From left to right: Lois Capps, John Hager, and Tom Watson
Paul Wellman

With Election Day around the bend, three candidates for the 23rd Congressional District met for their first and only public debate Saturday afternoon. Democrat Representative Lois Capps faced her challengers, Republican Tom Watson and Independent John Hager, in a Santa Barbara City College lecture hall over capacity with hundreds of attendees. The three candidates delivered spirited talk about the economy, environment, education, health care, and business to a buzzing crowd sporting campaign T-shirts and and gripping homemade signs.

The 12-year incumbent Capps is campaigning for her seventh term. In Congress, she championed Wall Street reform and the health-care bill, she said. “We’ve come a long way since George Bush was in office,” she said.

Hager, owner of a local law firm and unique contender to the race, pledges to represent the district without pressure from partisan platforms. He will not be influenced by campaign finances, he said, and does not accept donations over $250.

“We’re in the middle of a bad economy because the parties brought us here,” he said. “We have a deep hole of debt that even our grandchildren are not going to be able to climb out of.”

Retired naval officer Watson described himself as “a concerned father and husband.” He runs a campaign not about party, but policy, he said. “I’ve never been as concerned for the future of our country as I am right now,” Watson said, “because I believe we’re being destroyed from within.”

Both Hager and Watson criticized Capps for her legislative history. “I feel that we’re going down a tremendously bad path,” Watson said, “and we don’t have the kind of representation we deserve here in our district.”

Hager asserted that a representative should be able to face public scrutiny and questions. Hager’s aggressive approach was distinct throughout the debate, and he often put Capps and Watson in the hot seat.

On the topic of business, Hager said he had to smile listening to his opponents talk about the private sector. Capps isn’t a small businesswoman, and Watson’s company receives millions of dollars from the federal government, Hager said. “Included within that is a 1.6-million-dollar earmark sent by Representative Capps herself,” he said.

While Capps said her vote for the Wall Street bailout was infuriating, she said she had to do it because economists told Congress it had no choice.

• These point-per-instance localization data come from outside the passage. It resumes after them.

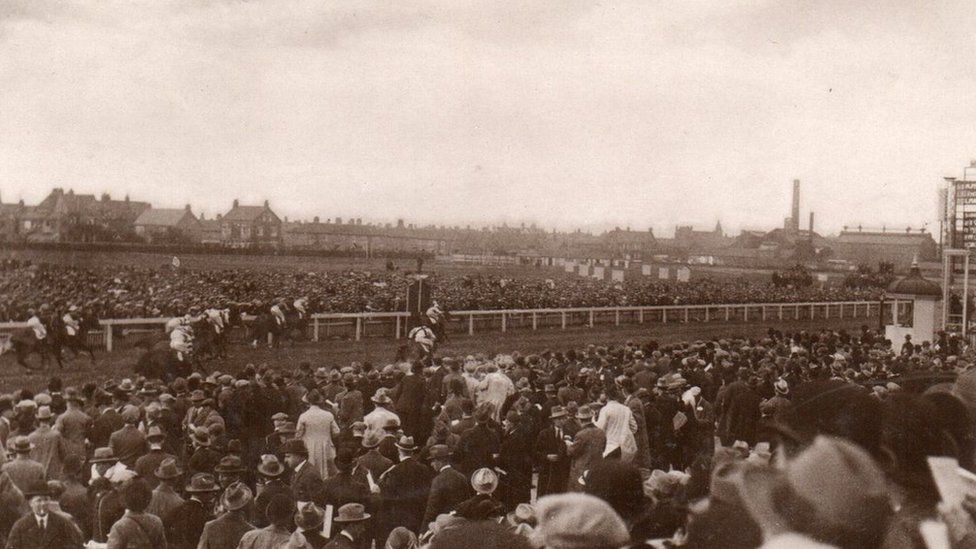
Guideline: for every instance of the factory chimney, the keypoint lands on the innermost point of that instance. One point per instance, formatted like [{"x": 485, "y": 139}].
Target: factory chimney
[{"x": 796, "y": 206}]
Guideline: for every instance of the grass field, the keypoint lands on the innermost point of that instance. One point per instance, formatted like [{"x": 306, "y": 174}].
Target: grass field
[{"x": 382, "y": 350}]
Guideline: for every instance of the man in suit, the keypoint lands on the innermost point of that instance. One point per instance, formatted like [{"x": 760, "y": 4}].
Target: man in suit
[
  {"x": 372, "y": 461},
  {"x": 586, "y": 449},
  {"x": 146, "y": 465},
  {"x": 23, "y": 470},
  {"x": 107, "y": 422},
  {"x": 165, "y": 498},
  {"x": 272, "y": 473},
  {"x": 404, "y": 490},
  {"x": 354, "y": 521},
  {"x": 41, "y": 529},
  {"x": 74, "y": 424},
  {"x": 226, "y": 531},
  {"x": 449, "y": 488},
  {"x": 479, "y": 444},
  {"x": 184, "y": 525},
  {"x": 550, "y": 456},
  {"x": 306, "y": 483},
  {"x": 136, "y": 527},
  {"x": 128, "y": 443}
]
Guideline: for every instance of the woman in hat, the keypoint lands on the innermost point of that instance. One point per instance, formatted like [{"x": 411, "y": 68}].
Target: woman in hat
[
  {"x": 355, "y": 523},
  {"x": 317, "y": 427}
]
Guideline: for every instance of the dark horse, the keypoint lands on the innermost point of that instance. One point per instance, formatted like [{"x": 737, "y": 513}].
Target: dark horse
[
  {"x": 78, "y": 342},
  {"x": 24, "y": 343}
]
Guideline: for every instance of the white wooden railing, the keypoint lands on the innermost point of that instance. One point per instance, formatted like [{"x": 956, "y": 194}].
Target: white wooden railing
[{"x": 393, "y": 324}]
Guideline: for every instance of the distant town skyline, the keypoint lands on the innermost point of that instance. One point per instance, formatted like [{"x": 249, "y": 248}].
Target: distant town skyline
[{"x": 564, "y": 114}]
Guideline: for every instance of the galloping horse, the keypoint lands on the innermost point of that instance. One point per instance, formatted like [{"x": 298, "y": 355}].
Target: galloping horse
[
  {"x": 78, "y": 342},
  {"x": 24, "y": 343}
]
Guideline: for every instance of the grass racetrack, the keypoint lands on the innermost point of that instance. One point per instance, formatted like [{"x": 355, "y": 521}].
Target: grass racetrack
[{"x": 381, "y": 350}]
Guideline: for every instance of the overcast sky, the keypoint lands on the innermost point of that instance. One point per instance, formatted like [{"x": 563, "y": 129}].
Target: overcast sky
[{"x": 563, "y": 113}]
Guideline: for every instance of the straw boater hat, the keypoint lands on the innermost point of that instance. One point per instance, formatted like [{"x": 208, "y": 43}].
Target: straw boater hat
[
  {"x": 484, "y": 481},
  {"x": 406, "y": 444},
  {"x": 270, "y": 466},
  {"x": 381, "y": 397}
]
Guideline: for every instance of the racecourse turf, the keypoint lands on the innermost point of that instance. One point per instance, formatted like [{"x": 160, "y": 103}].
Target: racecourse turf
[{"x": 381, "y": 350}]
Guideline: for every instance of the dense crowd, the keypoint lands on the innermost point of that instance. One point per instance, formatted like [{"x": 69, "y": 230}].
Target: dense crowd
[
  {"x": 129, "y": 292},
  {"x": 791, "y": 440}
]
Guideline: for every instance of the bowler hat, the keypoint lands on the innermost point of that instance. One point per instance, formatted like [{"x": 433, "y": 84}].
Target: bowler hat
[
  {"x": 310, "y": 517},
  {"x": 270, "y": 466},
  {"x": 296, "y": 447},
  {"x": 439, "y": 451},
  {"x": 406, "y": 444},
  {"x": 229, "y": 464},
  {"x": 202, "y": 482},
  {"x": 103, "y": 455},
  {"x": 352, "y": 512},
  {"x": 236, "y": 496},
  {"x": 22, "y": 445},
  {"x": 37, "y": 488},
  {"x": 168, "y": 469}
]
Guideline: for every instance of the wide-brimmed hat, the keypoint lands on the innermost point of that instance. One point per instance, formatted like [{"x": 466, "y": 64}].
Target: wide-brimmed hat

But it must be shame that justified her feelings, Hager said, “because she voted for the very laws that allowed that economic disaster to occur.”

But Capps and Hager did agree on the importance of ending American’s dependency on fossil fuels and investing in renewable energy. Watson disagreed, saying that the future of our competitive economy depends on access to cost-effective energy.

Watson also offered a differing opinion with the “don’t ask, don’t tell policy.” The military’s job is to be ready to defend our country, he said, and only the military itself knows how that readiness is impacted. When Hager pressed him for his personal position, Watson answered he wasn’t in the military anymore.

Watson called on his naval experience again when rebutting Capps’s health-care spending. When he joined the acquisition force, Watson said, he saw the area the government doesn’t do so well in — “The part of the government that gives us $600 hammers and $200 screws. And that’s the part Ms. Capps wants to run your health care.”

The crowd also disagreed with one of Capps’s statements regarding health care. Hisses and booes came her way while she discussed affordable coverage for families, striking a chord in mentioning a little girl named Madeline.

Without explaining the child, Capps said that, as a nurse, she learned to stick up for her patients. “I have taken those same skills with me to Congress,” she said. “I’ll be there for the consumer, for the patient, for the little guy.”

Along with protecting health, Capps and Hager agreed about protecting the coastline. But Hager pointed out Capps’s inconsistent position on offshore drilling, referring to her support for last year’s PXP drilling project. While she defended that the project closed down several offshore operations, Hager said he didn’t understand how allowing new drilling ends drilling at all.

The debate recognized no winner. The event was hosted by City College’s Associated Student Senate.